I do have to admit that I'm jealous! Grandma's going to the game on Tuesday against Nashville with Uncle Kenny. Then on Friday she's going again against LA with Uncle Kenny, Aunt Sunok, Sam, Aunt Susie & Andy. I wanna go to a Wings game! *pouts*
Early show doesn't go Wings' way
March 5, 2007
BY HELENE ST. JAMES
FREE PRESS SPORTS WRITER
An awful lot of jokes could be made about the Red Wings' 12:30 p.m. start Sunday, like how they must have misread the schedule, or how it must have interfered with brunch, but the bottom line, as Mike Babcock likes to put it, wasn't very funny.
The Wings dropped a 4-3 decision in overtime at Joe Louis Arena to a Colorado Avalanche team that only staunch fans still believe can make the playoffs. The Wings did rally from a 2-0 deficit to gain one point, but things might have looked different had they not come out with such utter lethargy.
"We didn't have the energy and the stick-to-it-tiveness that we normally have," Babcock said. "This is our building, and we're supposed to set the work ethic, and that wasn't the case today at all. This game is fair. If you come out and go after the other team, you usually find a way to win. In the end, probably the right team got the two points."
The Wings did gain a point for the eighth straight game, thanks in large part to the hustle of Kris Draper, who scored twice. Valtteri Filppula also scored to gain four points in his past three games.

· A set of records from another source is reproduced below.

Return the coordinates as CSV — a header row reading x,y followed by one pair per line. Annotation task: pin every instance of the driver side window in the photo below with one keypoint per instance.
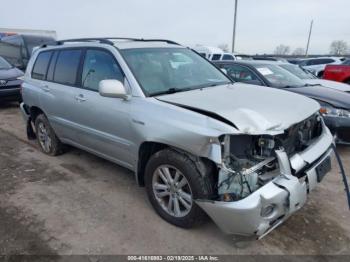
x,y
99,65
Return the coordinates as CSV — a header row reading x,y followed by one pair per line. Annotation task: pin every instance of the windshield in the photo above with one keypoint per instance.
x,y
278,77
297,71
168,70
4,64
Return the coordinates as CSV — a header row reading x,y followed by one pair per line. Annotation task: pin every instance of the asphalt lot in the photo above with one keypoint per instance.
x,y
80,204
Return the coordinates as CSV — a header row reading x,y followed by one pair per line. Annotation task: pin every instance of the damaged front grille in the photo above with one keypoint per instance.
x,y
249,161
298,137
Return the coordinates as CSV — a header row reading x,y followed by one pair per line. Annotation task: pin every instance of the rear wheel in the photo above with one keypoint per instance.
x,y
173,182
47,139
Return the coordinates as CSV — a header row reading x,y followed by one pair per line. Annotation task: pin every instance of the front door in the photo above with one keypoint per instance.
x,y
104,123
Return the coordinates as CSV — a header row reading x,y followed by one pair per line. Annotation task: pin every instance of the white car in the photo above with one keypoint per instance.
x,y
317,65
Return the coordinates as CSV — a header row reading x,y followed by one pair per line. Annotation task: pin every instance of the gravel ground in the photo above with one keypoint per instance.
x,y
80,204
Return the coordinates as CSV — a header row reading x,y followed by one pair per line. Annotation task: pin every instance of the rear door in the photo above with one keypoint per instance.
x,y
59,90
104,123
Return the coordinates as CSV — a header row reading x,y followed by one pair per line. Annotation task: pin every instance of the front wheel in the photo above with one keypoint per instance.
x,y
173,182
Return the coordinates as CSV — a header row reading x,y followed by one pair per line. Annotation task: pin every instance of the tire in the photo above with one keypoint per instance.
x,y
199,185
43,131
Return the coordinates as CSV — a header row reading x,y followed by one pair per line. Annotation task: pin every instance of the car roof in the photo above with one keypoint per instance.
x,y
119,43
251,62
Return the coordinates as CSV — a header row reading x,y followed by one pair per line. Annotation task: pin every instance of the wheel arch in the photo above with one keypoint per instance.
x,y
34,111
149,148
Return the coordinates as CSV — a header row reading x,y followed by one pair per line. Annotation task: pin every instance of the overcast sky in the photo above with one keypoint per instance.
x,y
261,24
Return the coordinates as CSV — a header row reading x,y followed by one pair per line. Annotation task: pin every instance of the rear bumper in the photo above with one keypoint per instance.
x,y
10,94
285,194
340,127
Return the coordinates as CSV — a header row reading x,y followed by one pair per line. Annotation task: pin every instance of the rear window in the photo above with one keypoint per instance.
x,y
40,66
216,57
67,67
228,57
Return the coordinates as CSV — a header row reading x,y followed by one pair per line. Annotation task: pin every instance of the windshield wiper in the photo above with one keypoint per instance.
x,y
311,85
170,91
292,86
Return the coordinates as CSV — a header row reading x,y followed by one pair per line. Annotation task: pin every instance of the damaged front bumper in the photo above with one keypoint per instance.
x,y
269,206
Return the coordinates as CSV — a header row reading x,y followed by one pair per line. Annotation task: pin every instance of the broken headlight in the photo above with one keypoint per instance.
x,y
246,159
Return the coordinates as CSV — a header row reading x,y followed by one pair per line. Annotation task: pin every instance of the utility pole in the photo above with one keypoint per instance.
x,y
234,27
308,40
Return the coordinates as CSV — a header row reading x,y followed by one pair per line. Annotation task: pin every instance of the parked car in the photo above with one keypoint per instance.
x,y
244,155
295,61
213,53
10,81
339,73
269,58
335,104
310,79
17,49
317,65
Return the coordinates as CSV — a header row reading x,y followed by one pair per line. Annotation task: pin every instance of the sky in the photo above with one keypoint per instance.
x,y
261,24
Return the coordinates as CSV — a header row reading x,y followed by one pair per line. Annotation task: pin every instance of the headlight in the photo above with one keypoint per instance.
x,y
331,111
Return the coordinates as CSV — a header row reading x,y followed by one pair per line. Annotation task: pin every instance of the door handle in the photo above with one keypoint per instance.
x,y
80,98
45,88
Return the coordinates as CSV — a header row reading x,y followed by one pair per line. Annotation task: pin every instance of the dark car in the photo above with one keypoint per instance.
x,y
335,105
9,81
17,49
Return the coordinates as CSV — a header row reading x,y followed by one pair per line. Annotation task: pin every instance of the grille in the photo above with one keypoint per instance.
x,y
298,137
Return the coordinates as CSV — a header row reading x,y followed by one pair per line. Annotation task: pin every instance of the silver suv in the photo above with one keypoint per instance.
x,y
245,155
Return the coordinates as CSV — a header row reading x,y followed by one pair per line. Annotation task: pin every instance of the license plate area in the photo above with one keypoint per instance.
x,y
323,168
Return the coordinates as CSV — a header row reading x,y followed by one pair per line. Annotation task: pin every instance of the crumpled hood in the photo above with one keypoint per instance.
x,y
11,73
252,109
330,84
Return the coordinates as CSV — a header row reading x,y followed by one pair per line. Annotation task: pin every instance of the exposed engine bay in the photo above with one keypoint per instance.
x,y
249,161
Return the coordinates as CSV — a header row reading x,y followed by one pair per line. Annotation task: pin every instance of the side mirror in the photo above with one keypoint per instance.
x,y
112,88
252,82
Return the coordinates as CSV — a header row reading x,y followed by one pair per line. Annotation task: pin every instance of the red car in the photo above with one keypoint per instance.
x,y
339,73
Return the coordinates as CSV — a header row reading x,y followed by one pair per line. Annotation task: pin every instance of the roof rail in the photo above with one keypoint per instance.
x,y
107,40
101,40
143,40
61,42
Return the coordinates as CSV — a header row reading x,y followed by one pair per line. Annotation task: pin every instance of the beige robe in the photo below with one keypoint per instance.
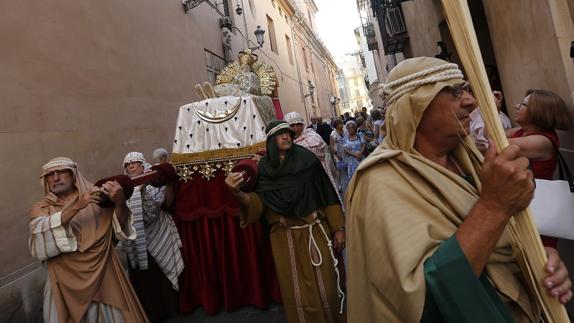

After Milan Hejduk, Tyler Arnason and Brad McLean scored in regulation, Brad Richardson ended the game at 2:41 when he stuffed a rebound from the right side that got in under Chris Osgood.
"I backhanded it as hard as I could, but he made a great save," Richardson said. "It was just laying there, and I poked it. It squeaked under him somehow. It was nice to see it go in. We're up two-nothing; they battled back and made it a game. That's what great teams do, but we found a way to squeak it out, and we'll take it."
The Wings played to win in the third period, popping 18 shots at Peter Budaj, but that wasn't enough to overturn 40 minutes of malaise.
"We started playing in the third period, and we had some great opportunities," Draper said, "but anytime you spot a team two goals it's tough to get back."
Tomas Holmstrom blew a chance to get the Wings ahead when he couldn't convert on a penalty shot in the last 10 seconds of the first period, and in the second period the Avs took a two-goal lead. Hejduk scored on a tip-in at 10:55, and Arnason built on that at 14:04; it took Pavel Datsyuk setting up Filppula with a centering pass at 19:03 of the second period before the Wings showed any bite.
Draper followed up with a goal 1:14 into the third period when he spun around in the left circle and angled the puck in off the near post to tie the game. Finally the Wings awakened, pounding Budaj with six shots in three minutes after he had seen eight in each of the first two periods. But as Draper pointed out, the Wings' revival came too late. McLean and Draper traded goals later in the third period, and Mathieu Schneider handed over the puck on the winning goal, giving the Wings all afternoon to digest the loss.